I’m designing a simple application that can send notifications to subscribers for when certain websites they’ve subscribed to have been updated.
A user can be subscribed to several different sites and multiple users can subscribe to same site.
So both tables are independent in a vacuum.
Simple schema for both, just a
- sites table containing ids and urls
- subscribers table containing ids and phone#s
My tentative flow for efficiency and scalability is something like the following
- Cron job every hour that gets all Sites from sites table
- Makes parallel web requests for all sites
- Detect sites that have been changed (this will be compared against to another column in sites table)
- Alert users of changed sites which sites got updated (prob also send alerts in parallel)
Is introducing a junction table even necessary for this? I feel like it’d introduce complexity bc I’d have to join on that everytime and update that everytime a change has been made to either subscribers table.
Or.. should I just denormalize..
Seems like sites is kind of the “common denominator” here (i.e. I’ll always check if EVERY site has changed, but I don’t necessarily need all subscribers)
So given ^, I was thinking of maybe just adding a Sites.subsriber_ids field..
Or..should I just go for a NoSQL approach?
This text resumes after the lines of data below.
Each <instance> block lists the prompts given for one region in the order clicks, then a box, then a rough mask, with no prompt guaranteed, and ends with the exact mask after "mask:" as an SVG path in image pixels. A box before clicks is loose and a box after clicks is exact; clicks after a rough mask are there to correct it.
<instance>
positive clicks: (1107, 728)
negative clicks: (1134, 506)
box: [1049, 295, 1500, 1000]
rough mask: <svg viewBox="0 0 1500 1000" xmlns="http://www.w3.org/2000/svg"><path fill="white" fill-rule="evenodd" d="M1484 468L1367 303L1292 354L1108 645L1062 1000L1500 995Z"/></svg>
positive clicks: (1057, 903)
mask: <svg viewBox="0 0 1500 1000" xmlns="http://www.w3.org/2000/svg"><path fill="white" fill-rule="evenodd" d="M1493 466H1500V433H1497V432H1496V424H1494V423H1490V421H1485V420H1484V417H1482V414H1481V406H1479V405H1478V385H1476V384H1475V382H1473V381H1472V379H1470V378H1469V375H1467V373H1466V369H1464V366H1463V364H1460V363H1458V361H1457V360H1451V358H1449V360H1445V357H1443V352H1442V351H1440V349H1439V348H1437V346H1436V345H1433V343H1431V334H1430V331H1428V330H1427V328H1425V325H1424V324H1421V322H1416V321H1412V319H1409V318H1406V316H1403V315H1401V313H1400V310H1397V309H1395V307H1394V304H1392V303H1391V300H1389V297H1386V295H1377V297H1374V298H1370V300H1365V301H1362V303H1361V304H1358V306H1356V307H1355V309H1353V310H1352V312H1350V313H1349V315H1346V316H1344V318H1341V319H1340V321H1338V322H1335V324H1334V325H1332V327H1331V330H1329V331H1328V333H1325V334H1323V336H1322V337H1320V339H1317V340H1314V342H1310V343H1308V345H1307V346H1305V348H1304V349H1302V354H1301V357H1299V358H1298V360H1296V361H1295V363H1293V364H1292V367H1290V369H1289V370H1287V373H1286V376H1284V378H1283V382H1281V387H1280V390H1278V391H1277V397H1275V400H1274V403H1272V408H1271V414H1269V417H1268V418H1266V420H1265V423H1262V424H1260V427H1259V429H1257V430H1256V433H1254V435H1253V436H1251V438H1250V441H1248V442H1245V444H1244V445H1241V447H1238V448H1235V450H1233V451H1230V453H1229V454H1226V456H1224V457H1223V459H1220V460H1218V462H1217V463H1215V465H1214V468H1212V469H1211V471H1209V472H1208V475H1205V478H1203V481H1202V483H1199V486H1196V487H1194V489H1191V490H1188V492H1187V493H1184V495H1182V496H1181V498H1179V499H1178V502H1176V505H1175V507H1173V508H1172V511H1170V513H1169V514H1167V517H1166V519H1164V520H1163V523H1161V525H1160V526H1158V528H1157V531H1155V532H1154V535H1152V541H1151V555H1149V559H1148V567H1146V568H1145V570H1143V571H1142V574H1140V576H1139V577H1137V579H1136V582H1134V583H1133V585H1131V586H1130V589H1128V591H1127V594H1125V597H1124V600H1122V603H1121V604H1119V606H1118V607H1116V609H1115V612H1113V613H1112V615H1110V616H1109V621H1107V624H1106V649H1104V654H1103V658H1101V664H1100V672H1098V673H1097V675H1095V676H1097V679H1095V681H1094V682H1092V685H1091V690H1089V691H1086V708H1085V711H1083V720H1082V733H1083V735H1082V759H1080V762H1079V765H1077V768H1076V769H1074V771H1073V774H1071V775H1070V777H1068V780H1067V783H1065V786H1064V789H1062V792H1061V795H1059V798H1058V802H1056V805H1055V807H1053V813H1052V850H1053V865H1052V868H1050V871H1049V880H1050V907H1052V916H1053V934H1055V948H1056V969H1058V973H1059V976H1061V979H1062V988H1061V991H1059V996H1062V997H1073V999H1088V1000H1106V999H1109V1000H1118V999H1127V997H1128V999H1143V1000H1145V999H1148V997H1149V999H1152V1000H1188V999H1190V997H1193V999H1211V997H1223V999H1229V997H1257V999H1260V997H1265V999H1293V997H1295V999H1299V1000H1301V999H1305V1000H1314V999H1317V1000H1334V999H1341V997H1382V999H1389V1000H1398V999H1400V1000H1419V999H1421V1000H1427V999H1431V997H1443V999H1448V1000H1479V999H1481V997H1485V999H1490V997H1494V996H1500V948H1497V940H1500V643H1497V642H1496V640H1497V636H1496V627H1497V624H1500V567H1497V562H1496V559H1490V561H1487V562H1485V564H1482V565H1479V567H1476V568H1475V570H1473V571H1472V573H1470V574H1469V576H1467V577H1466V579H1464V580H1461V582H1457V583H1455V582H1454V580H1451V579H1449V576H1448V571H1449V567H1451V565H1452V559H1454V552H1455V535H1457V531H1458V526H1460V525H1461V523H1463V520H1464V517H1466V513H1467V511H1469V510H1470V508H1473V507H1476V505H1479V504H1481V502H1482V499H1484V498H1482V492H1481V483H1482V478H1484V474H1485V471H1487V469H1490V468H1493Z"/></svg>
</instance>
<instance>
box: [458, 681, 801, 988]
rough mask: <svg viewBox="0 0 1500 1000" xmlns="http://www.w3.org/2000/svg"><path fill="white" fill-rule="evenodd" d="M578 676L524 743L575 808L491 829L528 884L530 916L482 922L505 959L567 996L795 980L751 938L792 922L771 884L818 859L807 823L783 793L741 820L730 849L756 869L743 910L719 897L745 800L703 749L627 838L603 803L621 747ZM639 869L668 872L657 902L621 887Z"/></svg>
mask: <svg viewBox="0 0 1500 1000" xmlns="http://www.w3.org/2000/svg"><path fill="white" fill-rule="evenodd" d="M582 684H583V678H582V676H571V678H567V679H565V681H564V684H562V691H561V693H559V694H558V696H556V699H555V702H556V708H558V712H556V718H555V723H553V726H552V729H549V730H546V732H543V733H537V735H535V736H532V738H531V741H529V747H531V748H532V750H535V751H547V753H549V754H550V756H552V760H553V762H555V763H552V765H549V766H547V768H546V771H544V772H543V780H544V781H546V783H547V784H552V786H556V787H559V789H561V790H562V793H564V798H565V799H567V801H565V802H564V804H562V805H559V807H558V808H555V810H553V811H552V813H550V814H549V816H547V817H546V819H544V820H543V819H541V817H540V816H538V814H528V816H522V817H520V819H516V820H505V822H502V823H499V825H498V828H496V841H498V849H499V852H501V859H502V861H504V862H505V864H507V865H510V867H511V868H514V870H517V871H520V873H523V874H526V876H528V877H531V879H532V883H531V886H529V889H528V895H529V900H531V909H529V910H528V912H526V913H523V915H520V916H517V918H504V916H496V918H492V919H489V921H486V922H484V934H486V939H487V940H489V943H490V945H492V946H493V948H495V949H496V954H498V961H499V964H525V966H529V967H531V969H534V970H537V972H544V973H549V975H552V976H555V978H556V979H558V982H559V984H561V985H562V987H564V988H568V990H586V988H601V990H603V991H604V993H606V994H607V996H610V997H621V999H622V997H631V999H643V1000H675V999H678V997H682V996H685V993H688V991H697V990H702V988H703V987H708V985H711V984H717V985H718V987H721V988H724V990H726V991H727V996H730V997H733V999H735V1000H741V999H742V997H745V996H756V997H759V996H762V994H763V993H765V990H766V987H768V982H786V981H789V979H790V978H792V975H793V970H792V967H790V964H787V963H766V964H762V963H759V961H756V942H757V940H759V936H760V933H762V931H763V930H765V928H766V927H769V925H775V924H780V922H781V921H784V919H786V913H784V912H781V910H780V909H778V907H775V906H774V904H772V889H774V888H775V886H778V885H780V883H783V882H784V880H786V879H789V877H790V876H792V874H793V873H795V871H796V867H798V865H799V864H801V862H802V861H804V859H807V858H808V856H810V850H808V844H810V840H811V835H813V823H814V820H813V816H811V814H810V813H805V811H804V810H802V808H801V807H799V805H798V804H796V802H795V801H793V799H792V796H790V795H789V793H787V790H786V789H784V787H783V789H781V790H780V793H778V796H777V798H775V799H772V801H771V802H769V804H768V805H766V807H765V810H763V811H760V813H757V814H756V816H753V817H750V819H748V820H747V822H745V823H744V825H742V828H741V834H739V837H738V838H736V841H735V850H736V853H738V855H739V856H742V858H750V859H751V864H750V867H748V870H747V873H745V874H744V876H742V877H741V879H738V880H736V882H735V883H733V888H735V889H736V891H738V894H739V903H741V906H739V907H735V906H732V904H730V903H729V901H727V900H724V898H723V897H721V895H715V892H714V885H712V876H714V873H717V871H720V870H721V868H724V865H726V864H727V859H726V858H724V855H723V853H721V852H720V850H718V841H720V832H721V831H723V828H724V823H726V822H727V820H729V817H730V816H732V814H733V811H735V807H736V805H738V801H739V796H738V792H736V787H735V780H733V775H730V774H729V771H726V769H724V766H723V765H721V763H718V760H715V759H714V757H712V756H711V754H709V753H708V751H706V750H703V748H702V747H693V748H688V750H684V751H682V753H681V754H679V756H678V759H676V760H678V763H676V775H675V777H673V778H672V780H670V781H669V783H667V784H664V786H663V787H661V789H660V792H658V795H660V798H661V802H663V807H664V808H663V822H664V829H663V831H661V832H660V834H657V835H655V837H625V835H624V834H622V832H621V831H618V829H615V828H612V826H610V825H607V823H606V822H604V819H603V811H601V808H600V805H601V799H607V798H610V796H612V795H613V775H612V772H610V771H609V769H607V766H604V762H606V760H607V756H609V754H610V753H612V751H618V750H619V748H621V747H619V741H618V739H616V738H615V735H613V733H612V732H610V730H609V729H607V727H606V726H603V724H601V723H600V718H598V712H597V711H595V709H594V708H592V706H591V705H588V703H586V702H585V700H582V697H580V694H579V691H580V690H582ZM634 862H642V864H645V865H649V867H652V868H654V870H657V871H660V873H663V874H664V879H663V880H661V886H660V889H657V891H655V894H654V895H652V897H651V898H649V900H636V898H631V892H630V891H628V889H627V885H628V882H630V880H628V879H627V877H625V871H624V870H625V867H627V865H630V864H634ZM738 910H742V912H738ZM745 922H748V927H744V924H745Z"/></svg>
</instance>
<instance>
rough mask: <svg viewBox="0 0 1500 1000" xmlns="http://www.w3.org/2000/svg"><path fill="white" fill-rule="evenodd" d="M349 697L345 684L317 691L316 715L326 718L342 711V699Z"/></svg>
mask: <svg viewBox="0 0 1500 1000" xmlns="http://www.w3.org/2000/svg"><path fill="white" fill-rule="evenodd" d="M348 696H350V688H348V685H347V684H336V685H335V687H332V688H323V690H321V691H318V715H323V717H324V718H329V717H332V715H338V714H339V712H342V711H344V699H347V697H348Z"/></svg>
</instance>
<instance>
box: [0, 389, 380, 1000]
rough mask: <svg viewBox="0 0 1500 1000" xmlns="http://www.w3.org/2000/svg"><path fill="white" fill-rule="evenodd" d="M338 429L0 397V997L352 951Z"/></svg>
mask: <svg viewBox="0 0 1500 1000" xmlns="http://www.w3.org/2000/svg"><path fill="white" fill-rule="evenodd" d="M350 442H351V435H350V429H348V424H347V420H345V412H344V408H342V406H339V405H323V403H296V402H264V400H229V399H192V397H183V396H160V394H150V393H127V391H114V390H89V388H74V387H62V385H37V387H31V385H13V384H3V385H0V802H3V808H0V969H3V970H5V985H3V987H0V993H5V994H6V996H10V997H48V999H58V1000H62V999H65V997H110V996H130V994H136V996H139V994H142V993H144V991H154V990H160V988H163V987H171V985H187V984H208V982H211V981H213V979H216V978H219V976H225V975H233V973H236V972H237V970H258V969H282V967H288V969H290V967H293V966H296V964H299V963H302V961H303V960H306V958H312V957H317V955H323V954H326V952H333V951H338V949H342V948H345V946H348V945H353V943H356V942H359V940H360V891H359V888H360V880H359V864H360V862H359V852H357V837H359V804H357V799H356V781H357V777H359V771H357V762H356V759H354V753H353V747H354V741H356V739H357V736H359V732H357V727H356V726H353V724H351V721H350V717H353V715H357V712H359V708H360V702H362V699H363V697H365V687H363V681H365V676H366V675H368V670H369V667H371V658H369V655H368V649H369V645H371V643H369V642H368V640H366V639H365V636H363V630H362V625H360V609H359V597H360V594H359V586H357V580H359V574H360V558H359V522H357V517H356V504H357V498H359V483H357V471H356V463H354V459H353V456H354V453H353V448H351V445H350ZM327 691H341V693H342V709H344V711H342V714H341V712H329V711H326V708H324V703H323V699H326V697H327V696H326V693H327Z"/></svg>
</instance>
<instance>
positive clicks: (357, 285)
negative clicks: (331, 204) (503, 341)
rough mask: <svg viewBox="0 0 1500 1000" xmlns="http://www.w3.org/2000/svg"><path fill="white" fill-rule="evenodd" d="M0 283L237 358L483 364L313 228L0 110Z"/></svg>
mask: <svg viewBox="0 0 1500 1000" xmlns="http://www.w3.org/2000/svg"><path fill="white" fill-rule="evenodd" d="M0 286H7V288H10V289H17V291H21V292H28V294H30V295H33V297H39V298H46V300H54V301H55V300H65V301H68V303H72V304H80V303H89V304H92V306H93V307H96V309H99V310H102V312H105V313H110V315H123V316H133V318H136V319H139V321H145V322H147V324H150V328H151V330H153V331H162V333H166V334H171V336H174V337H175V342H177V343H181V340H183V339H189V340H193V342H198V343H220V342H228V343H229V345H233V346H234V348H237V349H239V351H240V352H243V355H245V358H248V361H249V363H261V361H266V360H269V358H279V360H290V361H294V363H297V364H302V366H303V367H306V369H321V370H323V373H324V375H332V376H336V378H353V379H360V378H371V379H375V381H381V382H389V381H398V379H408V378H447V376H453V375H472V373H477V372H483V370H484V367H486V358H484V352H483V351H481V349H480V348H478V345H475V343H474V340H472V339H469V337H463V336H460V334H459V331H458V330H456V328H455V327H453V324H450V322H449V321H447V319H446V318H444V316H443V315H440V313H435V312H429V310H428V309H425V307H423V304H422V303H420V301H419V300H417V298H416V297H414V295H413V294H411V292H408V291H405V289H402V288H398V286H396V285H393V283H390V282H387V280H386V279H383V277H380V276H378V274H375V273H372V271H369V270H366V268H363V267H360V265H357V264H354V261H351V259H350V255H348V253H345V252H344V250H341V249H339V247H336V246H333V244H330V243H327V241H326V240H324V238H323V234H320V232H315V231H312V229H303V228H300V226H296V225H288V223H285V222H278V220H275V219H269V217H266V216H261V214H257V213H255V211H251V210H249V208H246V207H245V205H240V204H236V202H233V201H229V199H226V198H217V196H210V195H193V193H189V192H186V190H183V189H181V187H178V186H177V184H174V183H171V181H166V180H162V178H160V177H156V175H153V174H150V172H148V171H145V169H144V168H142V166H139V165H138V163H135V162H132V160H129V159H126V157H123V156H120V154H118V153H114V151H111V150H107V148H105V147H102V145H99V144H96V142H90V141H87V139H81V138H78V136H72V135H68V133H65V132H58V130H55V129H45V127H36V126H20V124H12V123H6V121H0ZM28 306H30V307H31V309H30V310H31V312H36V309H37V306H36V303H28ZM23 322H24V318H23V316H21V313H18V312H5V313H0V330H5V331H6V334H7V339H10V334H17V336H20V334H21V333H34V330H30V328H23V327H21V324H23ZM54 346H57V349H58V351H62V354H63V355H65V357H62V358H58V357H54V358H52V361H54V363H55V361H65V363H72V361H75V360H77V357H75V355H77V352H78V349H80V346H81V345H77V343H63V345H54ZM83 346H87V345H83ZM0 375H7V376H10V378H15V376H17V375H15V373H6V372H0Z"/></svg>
Any thoughts and recommendations ?
CREATE TABLE provsub ( provider_id int(11) NOT NULL, subscriber_id int(11) NOT NULL, created timestamp NOT NULL DEFAULT current_timestamp(), updated timestamp NOT NULL DEFAULT current_timestamp() ON UPDATE current_timestamp(), PRIMARY KEY (provider_id,subscriber_id), KEY subscriber_id (subscriber_id), CONSTRAINT provsub_ibfk_1 FOREIGN KEY (provider_id) REFERENCES providers (id), CONSTRAINT provsub_ibfk_2 FOREIGN KEY (subscriber_id) REFERENCES subscribers (id) ) ENGINE=InnoDB DEFAULT CHARSET=utf8mb4 |
A junction table isn’t going to affect your performance here, especially with a process that only runs at a frequency of every hour.
NoSQL doesn’t buy you any advantage here either, and IMO should only be used when there’s a use case for it that can’t be accomplished in a regular RDBMS.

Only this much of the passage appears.